Downsides of Kapwing:

  • It is not properly compatible with the Google Chrome browser on Mac OSX. I had an hour of work get wiped out because the video preview did not work properly. But once I loaded up Safari, everything worked much better.
  • Tech support is slow to respond. I left a voicemail that hasn’t been returned for over 24 hours. Sure I called on a Monday of a three-day weekend, but who in Silicon Valley takes days off without having some overseas support staff in place? Especially for paying users. (I was so excited about how this was going to save me time, that I upgraded to the paid version within a half-hour of using it.)
  • Once you complete your captioning, it takes a while to render longer videos before you can use them. For a 35 minute video, it takes 30-60 minutes before I can download the file. And then if I notice an issue and have to make a small change like just adjusting the background color, that whole process starts all over. For a 40 second video, the rendering process still took 10 minutes.
  • Kapwing didn’t show up in my Google searches for “increasing caption text size.” It took a friend mentioning the site to me.

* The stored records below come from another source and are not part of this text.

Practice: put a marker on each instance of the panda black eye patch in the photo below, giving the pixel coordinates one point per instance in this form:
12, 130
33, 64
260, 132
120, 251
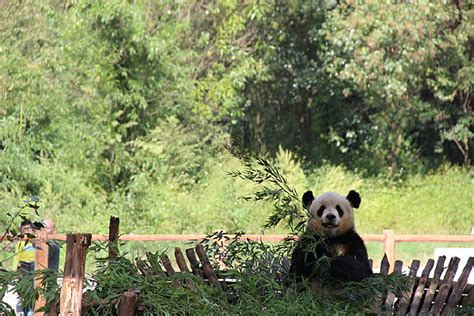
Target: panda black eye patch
321, 210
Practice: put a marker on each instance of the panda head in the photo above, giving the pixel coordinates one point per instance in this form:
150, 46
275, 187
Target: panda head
331, 213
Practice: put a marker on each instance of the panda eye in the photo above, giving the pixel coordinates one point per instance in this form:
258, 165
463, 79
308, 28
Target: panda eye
321, 210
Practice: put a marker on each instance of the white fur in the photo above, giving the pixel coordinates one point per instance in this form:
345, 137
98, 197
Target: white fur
331, 226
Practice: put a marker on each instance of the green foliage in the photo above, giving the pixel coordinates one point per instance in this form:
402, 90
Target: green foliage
120, 108
402, 69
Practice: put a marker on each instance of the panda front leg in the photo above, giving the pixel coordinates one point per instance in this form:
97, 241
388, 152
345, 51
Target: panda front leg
347, 268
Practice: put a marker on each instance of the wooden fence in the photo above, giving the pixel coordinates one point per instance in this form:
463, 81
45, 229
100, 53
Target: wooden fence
388, 238
77, 245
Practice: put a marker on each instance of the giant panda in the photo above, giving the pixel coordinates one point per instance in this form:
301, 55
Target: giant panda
330, 236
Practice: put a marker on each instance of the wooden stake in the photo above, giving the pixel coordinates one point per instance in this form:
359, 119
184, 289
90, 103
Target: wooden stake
41, 262
389, 246
128, 303
113, 236
74, 270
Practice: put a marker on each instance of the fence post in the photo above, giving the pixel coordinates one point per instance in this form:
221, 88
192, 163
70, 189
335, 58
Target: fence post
74, 270
389, 247
113, 236
41, 262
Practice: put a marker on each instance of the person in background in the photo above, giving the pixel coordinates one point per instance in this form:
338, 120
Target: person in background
24, 260
53, 246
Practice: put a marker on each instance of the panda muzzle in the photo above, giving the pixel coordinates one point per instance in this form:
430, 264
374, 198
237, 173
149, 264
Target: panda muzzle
329, 225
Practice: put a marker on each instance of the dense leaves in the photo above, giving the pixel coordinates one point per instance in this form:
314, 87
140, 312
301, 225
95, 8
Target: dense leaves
119, 107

Spend some money on Ad Words or PR or something to get it in front of people who have the pain point right now and are willing to give you money to solve it!
  • They seem like a tiny company with few employees. I hope they stay in business for a long time. Or at least get bought out by a benevolent conglomerate.
  • Their workspaces feature is confusing. I created a second workspace after my Google Chrome issues, just to have a clean slate and I couldn’t figure out why they kept trying to upsell me to a paid account when I already did that! Turns out, they charge you per workspace. That makes no sense. I’d think once it’s an upgraded pro account, what difference does it make how you separate your workspaces?
  • I don’t see where I name each separate video. It seems like I can only rename once it’s in workspaces, and the workspace doesn’t list how long each video is, so I can’t tell what’s what very easily.
  • Command+Z doesn’t work as a shortcut for edit->undo / I can’t find the undo button easily


If you want to create cool looking captions for your videos, Kapwing Subtitler is the best tool around. (It’s also the only tool I found that has the amount of control and flexibility I want.)


*Disclosure – Kapwing offers bloggers a free pro account if they write a review about the software. I don’t think this influenced my review too much, but it’s always possible.